I can disagree with something and not have it make me "mad". I'm not sure what this emoji is, maybe it's just a thumbs down, but I think it's necessary.
The like button isn't for saving things. It's for liking them. If you want to save a tweet, Twitter has both Bookmarks and Stories you can use to file it away. If you're liking tweets to save them for later, you're just using Twitter incorrectly.
And a "Disagree" button is just a terrible idea. It immediately invites conflict into every post. Imagine writing a post about your experiences with sexual assault or something and you start getting Disagrees from people...

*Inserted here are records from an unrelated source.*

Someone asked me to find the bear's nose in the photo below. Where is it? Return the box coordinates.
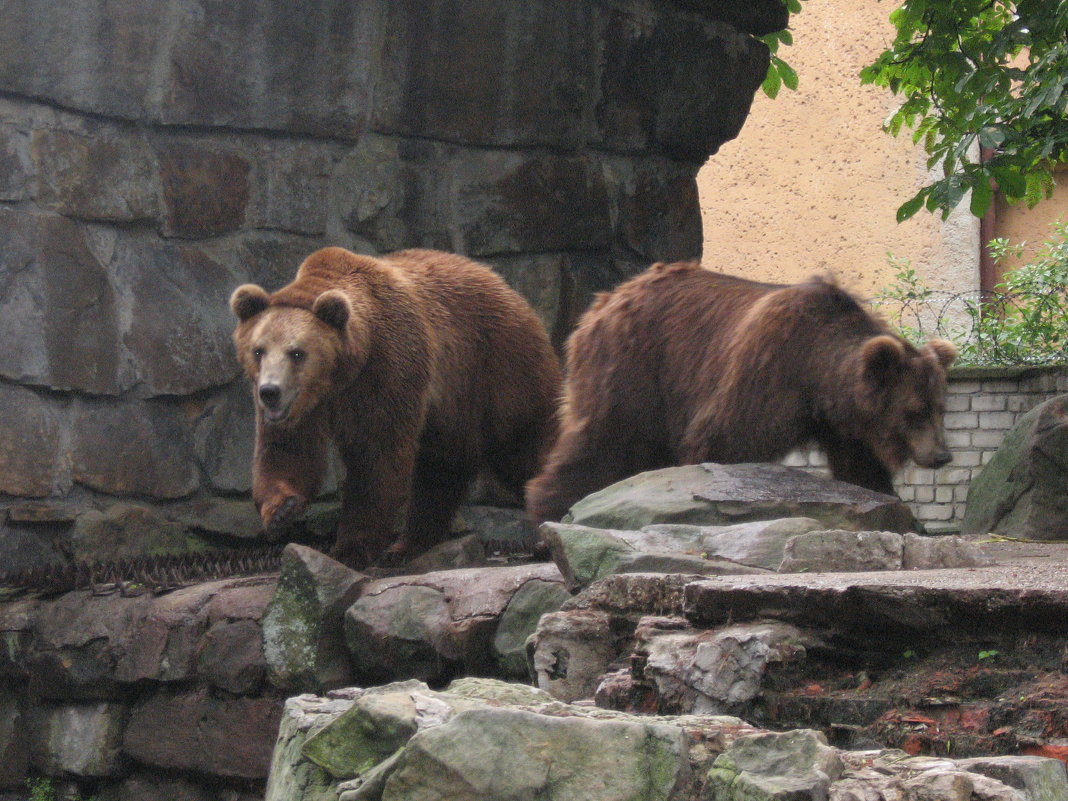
[260,383,282,409]
[931,451,953,470]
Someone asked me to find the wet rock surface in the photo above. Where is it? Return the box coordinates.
[961,395,1068,539]
[266,681,1068,801]
[564,464,922,533]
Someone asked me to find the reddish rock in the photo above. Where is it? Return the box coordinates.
[123,688,283,780]
[159,143,251,237]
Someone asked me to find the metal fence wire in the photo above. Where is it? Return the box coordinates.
[871,283,1068,366]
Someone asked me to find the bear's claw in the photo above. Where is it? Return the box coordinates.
[264,496,303,543]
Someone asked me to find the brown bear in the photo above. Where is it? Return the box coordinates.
[528,263,956,522]
[230,248,561,566]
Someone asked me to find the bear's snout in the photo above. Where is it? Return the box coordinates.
[931,451,953,470]
[260,383,282,409]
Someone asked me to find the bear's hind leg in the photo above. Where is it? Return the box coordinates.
[389,459,477,562]
[822,440,897,496]
[527,425,632,525]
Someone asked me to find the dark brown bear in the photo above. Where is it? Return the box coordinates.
[230,248,560,566]
[528,264,956,522]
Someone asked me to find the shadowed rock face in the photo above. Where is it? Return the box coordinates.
[961,395,1068,539]
[0,0,773,514]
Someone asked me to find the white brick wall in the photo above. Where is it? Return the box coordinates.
[783,367,1068,531]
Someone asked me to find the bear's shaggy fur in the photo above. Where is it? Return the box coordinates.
[231,248,561,566]
[528,263,956,522]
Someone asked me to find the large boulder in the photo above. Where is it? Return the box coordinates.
[266,679,1068,801]
[539,523,773,590]
[263,544,367,692]
[961,395,1068,539]
[345,564,566,681]
[564,464,923,533]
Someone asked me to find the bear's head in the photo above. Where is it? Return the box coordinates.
[230,284,358,427]
[860,334,957,471]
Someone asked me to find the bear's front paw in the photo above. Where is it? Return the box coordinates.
[260,496,304,543]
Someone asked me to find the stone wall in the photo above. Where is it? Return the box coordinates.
[784,367,1068,532]
[0,0,786,533]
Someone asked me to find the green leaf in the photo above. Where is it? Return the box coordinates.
[969,176,994,217]
[779,61,798,91]
[760,64,783,100]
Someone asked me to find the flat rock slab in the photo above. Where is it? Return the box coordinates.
[684,563,1068,638]
[564,464,923,533]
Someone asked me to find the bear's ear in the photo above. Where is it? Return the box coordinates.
[312,289,352,331]
[230,284,270,323]
[927,340,957,370]
[861,334,905,387]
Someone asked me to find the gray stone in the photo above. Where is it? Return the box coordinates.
[263,544,367,691]
[197,619,267,695]
[529,610,619,702]
[0,686,30,787]
[493,579,571,678]
[301,681,485,779]
[779,531,905,572]
[32,126,159,222]
[600,155,703,267]
[70,398,200,499]
[267,679,777,801]
[0,115,33,203]
[445,676,553,706]
[0,515,66,574]
[702,729,844,801]
[372,0,598,150]
[642,517,826,570]
[485,253,570,343]
[159,141,251,238]
[167,499,264,540]
[110,234,239,395]
[154,0,386,138]
[345,564,563,681]
[0,209,126,394]
[264,695,354,801]
[634,618,810,714]
[961,395,1068,539]
[64,503,207,562]
[957,756,1068,801]
[345,584,460,680]
[123,688,282,781]
[333,134,456,251]
[564,464,920,532]
[901,534,993,570]
[901,768,975,801]
[249,142,334,236]
[538,522,761,590]
[406,534,486,575]
[30,703,127,778]
[382,708,689,801]
[454,151,611,257]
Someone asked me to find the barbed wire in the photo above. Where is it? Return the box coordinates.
[871,284,1068,366]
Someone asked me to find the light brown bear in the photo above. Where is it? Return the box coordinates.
[230,248,561,566]
[528,263,956,522]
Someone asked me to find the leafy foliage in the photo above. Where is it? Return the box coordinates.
[759,0,801,99]
[861,0,1068,221]
[875,222,1068,365]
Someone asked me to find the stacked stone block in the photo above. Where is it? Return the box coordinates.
[784,366,1068,532]
[0,0,786,527]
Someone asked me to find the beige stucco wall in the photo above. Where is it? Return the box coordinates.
[697,0,979,294]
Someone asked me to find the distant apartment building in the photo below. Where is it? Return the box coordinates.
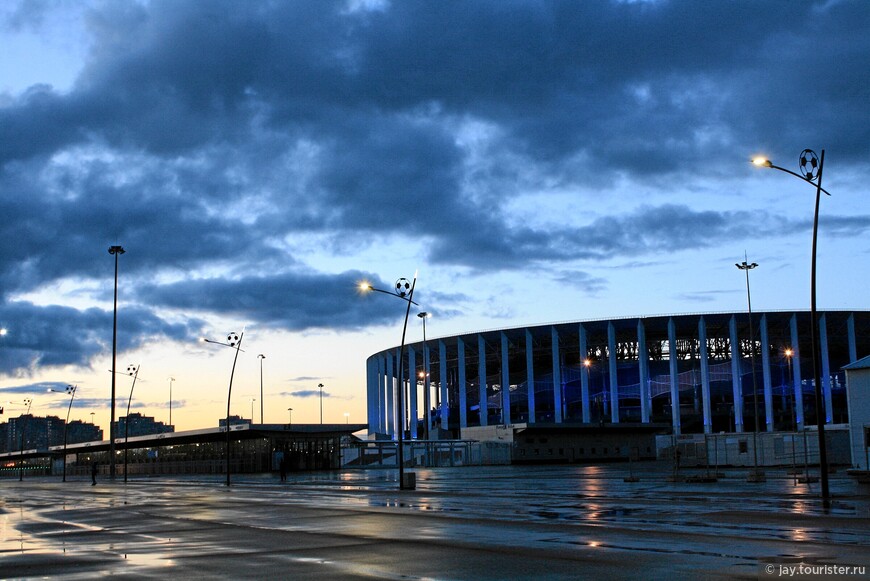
[218,416,253,428]
[115,413,175,438]
[66,420,103,444]
[0,414,66,452]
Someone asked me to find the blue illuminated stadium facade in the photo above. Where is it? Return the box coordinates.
[367,310,870,439]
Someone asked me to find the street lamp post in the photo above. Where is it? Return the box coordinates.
[732,252,766,482]
[783,348,797,485]
[109,246,126,480]
[48,385,78,482]
[317,383,323,426]
[201,331,245,486]
[251,353,266,424]
[417,311,432,440]
[359,272,419,490]
[169,377,175,426]
[752,149,831,508]
[10,398,33,482]
[124,364,141,484]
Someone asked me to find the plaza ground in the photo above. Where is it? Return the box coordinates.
[0,462,870,581]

If social media feels like it's limiting your social expression, you might want to step away from social media.
I maybe check HN a couple times a day, have never added a new item, but have posted comments.
Due to this after however many years (Edit: almost 8 years) I don't have enough points to down vote.
Like SO was at the beginning I think graduated access like this can definitely help a community.
However, like any other gated community it's easy for the ones with high rep to form a bubble.
I think what's prevented HN from turning into SO, Twitter, etcetera is that
a) there are no real profile pages. The reason for coming here is to see what tech news has been shared. Sort of like subreddits, the driving content is a shared interest, not a personality.
b) there's no profit motives at work. We're not customers (or data to sell), we're people with a shared interest. This is a sort of hobby project, with the 'benevolent dictator' coming by as needed, fixing titles and links, and letting us know about technical issues with the platform.
c) anyone can upvote and see buried comments. I have the option enabled to see people who have been downvoted to gray text. Rarely do I think it's undeserved. If for some reason someone is getting buried for a legit comment usually there's a comment reply questioning the votes, by someone else, and clarifications are worked out.
d) (I assume) a lot of lurkers who can't downvote, but can, and do, upvote.
And there's probably other reasons. Which I guess means it's a combination of things, one of which is how downvoted are handled.
> There are downvotes on HN. Do they really make this community better?
For others, maybe not, but for the downvote-ees, I think that they can. There's a tendency to bridle at a downvote, but I know that, especially in my early days here, downvotes were very helpful for figuring out what posts were appropriate and welcome in this community. The downvotes were an unobtrusive way for me to get the message without a huge thread in which many people individually would have been forced to make exactly the same point.
(I do notice that, in contentious discussions, downvotes are often used to express disagreement, rather than the idea that a post is not a valuable contribution, and I think that's a shame.)
And Facebook needs one more too - DISAGREE. "Like" basically means I agree, but "mad" doesn't always mean I disagree.
I can disagree with something and not have it make me "mad". I'm not sure what this emoji is, maybe it's just a thumbs down, but I think it's necessary.